A.The new rates announced by the chancellor in the Budget won’t come into force before April 2011, so you don’t need to panic immediately. In April, new maximum payments will be implemented: these range from £250 a week for a one bedroom property up to £400 a week for a property with four or more bedrooms. The five-bedroom rate has been scrapped.
In October 2011, there’s a further change: local housing allowance (LHA) will be based on the 30th percentile rather than the 50th as now. That is, it’ll be based on the lowest third of rents, not the average. As rents are likely to change in the interim, it’s not currently possible to state exactly what these amounts will be.

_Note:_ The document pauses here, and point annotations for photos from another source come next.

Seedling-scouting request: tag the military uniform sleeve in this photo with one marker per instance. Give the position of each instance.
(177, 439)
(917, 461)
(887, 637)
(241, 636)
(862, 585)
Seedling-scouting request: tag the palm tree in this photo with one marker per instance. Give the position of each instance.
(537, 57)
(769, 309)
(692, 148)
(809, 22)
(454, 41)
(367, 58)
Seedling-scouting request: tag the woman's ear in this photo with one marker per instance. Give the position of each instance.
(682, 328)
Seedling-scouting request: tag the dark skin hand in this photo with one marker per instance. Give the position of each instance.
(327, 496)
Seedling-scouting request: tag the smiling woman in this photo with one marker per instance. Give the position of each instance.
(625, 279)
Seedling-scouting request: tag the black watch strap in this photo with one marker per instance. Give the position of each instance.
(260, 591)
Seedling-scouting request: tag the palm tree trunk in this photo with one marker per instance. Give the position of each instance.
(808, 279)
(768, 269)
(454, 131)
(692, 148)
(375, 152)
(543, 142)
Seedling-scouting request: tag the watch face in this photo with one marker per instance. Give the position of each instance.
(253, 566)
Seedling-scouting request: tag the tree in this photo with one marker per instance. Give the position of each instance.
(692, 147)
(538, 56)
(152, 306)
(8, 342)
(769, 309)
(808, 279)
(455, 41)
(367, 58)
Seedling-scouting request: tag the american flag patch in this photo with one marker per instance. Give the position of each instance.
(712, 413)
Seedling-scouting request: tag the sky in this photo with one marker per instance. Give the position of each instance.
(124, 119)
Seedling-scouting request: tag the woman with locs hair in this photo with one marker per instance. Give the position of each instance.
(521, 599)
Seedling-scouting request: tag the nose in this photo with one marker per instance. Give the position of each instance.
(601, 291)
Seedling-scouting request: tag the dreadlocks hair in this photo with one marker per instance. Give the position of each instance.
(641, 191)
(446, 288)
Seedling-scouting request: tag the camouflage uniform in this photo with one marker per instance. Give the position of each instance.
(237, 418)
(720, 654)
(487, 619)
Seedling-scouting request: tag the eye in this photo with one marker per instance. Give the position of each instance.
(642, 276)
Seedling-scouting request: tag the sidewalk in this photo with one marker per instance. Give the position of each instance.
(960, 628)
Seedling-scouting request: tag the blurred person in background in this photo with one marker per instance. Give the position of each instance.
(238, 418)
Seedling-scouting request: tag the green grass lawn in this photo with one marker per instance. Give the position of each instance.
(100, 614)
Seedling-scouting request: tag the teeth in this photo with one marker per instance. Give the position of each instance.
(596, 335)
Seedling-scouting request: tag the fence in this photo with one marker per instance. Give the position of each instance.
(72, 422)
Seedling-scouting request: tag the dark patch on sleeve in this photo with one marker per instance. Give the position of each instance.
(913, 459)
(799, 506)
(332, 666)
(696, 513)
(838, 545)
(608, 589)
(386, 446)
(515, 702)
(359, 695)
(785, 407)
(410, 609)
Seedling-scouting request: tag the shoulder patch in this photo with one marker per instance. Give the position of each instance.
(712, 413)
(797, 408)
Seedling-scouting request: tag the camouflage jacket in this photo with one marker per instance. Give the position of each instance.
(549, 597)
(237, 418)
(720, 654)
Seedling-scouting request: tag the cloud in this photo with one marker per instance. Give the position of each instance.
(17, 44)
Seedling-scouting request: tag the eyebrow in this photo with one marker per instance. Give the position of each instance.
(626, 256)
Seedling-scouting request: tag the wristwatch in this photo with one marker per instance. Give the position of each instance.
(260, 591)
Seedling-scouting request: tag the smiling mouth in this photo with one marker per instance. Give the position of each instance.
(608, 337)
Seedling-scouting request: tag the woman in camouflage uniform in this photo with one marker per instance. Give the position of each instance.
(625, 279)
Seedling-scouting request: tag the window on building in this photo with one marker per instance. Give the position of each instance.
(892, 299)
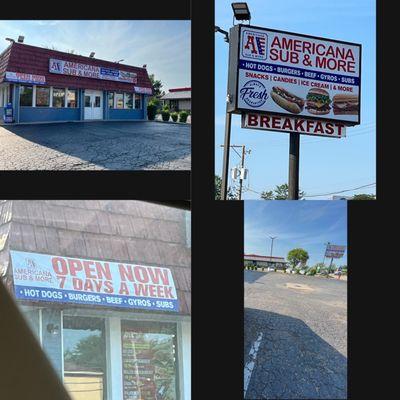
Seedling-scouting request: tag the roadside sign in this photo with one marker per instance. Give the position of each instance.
(291, 74)
(334, 251)
(293, 124)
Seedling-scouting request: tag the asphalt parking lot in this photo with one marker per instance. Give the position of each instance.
(298, 327)
(141, 145)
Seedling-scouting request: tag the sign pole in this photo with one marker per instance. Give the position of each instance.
(227, 146)
(294, 154)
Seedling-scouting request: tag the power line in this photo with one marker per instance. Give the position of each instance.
(342, 191)
(325, 194)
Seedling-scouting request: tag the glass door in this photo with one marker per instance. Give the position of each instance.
(84, 358)
(149, 361)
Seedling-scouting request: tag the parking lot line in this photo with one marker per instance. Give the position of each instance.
(248, 368)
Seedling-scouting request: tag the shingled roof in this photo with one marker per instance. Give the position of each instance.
(35, 60)
(112, 230)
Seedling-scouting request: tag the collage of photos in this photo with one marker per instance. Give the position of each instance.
(104, 213)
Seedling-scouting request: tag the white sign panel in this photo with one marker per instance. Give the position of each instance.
(143, 90)
(292, 74)
(90, 71)
(43, 277)
(293, 124)
(334, 251)
(25, 78)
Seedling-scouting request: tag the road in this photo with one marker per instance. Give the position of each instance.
(111, 145)
(303, 324)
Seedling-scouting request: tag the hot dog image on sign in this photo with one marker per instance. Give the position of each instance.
(291, 74)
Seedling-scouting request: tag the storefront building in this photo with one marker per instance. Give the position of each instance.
(46, 85)
(105, 287)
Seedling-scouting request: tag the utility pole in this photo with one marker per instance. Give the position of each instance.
(294, 155)
(242, 170)
(272, 245)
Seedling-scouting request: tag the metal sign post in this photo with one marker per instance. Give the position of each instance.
(294, 155)
(227, 146)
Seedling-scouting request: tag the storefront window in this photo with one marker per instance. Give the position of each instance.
(128, 99)
(58, 98)
(84, 358)
(119, 100)
(138, 102)
(42, 97)
(111, 100)
(72, 98)
(26, 96)
(149, 361)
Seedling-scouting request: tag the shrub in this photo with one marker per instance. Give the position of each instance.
(151, 111)
(183, 116)
(165, 114)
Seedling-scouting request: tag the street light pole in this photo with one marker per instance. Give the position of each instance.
(272, 245)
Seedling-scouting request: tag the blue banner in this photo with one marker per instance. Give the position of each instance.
(108, 300)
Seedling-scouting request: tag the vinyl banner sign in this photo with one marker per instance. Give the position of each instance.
(90, 71)
(25, 78)
(290, 74)
(334, 251)
(142, 90)
(290, 124)
(43, 277)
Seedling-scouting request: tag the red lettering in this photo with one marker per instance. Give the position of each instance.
(157, 273)
(89, 270)
(74, 266)
(252, 119)
(264, 121)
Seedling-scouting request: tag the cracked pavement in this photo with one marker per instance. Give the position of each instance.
(303, 352)
(111, 145)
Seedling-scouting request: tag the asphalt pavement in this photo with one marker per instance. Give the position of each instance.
(111, 145)
(302, 322)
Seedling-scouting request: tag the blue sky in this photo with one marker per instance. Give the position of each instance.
(163, 45)
(326, 164)
(305, 224)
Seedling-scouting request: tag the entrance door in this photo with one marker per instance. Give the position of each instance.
(93, 104)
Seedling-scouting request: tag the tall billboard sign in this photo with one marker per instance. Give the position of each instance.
(288, 74)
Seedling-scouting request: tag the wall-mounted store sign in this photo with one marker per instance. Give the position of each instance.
(334, 251)
(21, 77)
(142, 90)
(90, 71)
(292, 124)
(290, 74)
(43, 277)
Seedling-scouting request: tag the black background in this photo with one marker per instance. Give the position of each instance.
(217, 227)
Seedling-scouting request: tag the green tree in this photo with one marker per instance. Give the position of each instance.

But in practical terms, what should you do immediately? If your rents are over the capped rate, then you’ll need to make a decision whether you can drop them to fit in with the new LHA rates, or whether your tenants could afford to pay the extra from their own pockets: if not, then you will unfortunately be looking to ask them to move on before April. More detailed information is available at www.voa.gov.uk.
Q.My tenant owes me nearly £3,000 in unpaid rent. I’ve served a Section 8 notice on her to quit, but she’s now paid me £500 (she says that’s all she’s got). Can I still continue with the eviction proceedings? Should I return her payment?
A.A Section 8 notice to quit can be served by a landlord wanting to regain possession of a property at any time during the fixed term of the tenancy, provided the tenant has breached the terms of the tenancy agreement – in your case, by failure to pay the rent.
Any landlord wanting to evict a tenant needs to first obtain an order for possession from a court and you can’t apply to the court without first serving a Section 8 notice. It’s different to a Section 21 notice that can only be used for regaining possession at the end of a tenancy agreement, but both are important here.
You can’t refuse to accept the money if offered, so don’t return the payment. If she still owes you more than two months’ rent (or eight weeks if she pays on a weekly basis) at the time of the court hearing, then the notice will still stand. When you serve a Section 8 notice, you should also serve a Section 21 notice to quit too, so even if she pays down her debt to less than two months rent, you can still ask her to leave.
If you have evict her, you’ll have the option of pursuing her for the unpaid rent but think hard about this. It may be that you’re better off writing it off rather than spending money and time chasing it up – and I’m speaking from personal experience here. I had a tenant who left two months early, owing £4,000 in rent and with £1,000 in damage to the flat. It took me 12 months to get a court hearing; she didn’t turn up so I was awarded the money owed, but now I have a court hearing coming up to get hold of that through her bank. If she doesn’t have the money I still won’t get it anyway, and it’s already cost me £1,500 in legal fees. I’m fighting it on a point of principle, but these things do take a lot of time.